There are some non-financial initiatives in the bill. In addition to codifying some of the sections of Walz executive orders, the measure gives the state authority to move prisoners in order to slow or prevent the spread of COVID-19. “When the remaining term of imprisonment for a convicted person upon commitment is 90 days or less, the commissioner of corrections may contract with a county for placement of the person in a county jail or detention center for the remainder of the person’s term.”
It also allows essential workers who require background checks to be cleared before fingerprint results are available, though other aspects of the background check would still need to be completed.

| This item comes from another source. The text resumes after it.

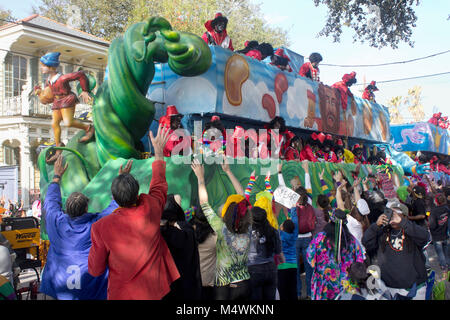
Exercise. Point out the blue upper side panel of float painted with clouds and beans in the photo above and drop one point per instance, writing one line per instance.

Before leaving, the House also approved new joint rules that will allow them to hold future emergency sessions with remote attendance and voting, something not allowed under the old rules.
The speed of the crisis made the response unusual. One month ago, the state had a $1.5 billion surplus and a $1.86 billion rainy day fund. Budget writers projected that both will be gone over the course of the next two years thanks to the coronavirus and the state’s response.
“We have to pay for everything, have a balanced budget and do this at a time when we are seeing an extraordinary collapse in tax revenues to the state — at the exact same time that expenditures are rapidly rising as more and more Minnesotans qualify for our assistance programs,” said Pat Garofalo, R-Farmington.
He noted that in the last 10 days the use of the unemployment fund has tripled. “As we move forward we will be making exceptionally difficult choices, choices the public will not like, choices that we will not like,” he said. “But as has been demonstrated with this crisis, proactive, strong, preventative leadership on the front side can lead to enormous benefits.”
House Minority Leader Kurt Daudt said lawmakers must soon begin looking to reduce discretionary spending. “Members, please be aware that money does not grow on trees around here and we need to be very cautious and watch every dollar we spend,” Daudt said. “So we don’t make the problem next year that we will all have to face even greater.”
MinnPost reporter Walker Orenstein contributed to this story.